Goodman agrees, saying “we will out of necessity” be using increasing amounts of AI “for everything from fraud detection to countering cyberattacks.” And in fact, several start-ups are already doing this, partnering with IBM Watson to combat cyber threats, says Goodman.
“AI techniques are being used today by defenders to look for patterns—the antivirus companies have been doing this for decades—and to do anomaly detection as a way to automatically detect if a system has been attacked and compromised,” said Truvé.
“Bad guys [with AI] will continue to use the same attack vectors as today, only in a more efficient manner, and therefore the AI based defense mechanisms being developed now will to a large extent be possible to also use against AI based attacks,” he said.
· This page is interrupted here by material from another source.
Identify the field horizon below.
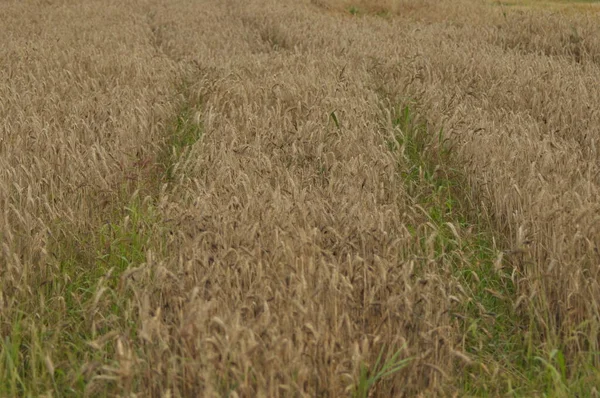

Dutt recommends that infosec teams continuously monitor the cyber attack activities of hackers and learn from them, continuously “innovate with a combination of supervised and unsupervised learning based defense strategies to detect and thwart attacks at the first sign,” and, like in any war, adopt superior defenses and strategy.
The bystander effect
So our brave new world of AI-enabled hacking awaits, with criminals becoming increasingly capable of targeting vulnerable users and systems. Computer security firms will likewise lean on a AI in a never ending effort to keep up. Eventually, these tools will escape human comprehension and control, working at lightning fast speeds in an emerging digital ecosystem. It’ll get to a point where both hackers and infosec professionals have no choice but to hit the “go” button on their respective systems, and simply hope for the best. A consequence of AI is that humans are increasingly being kept out of the loop.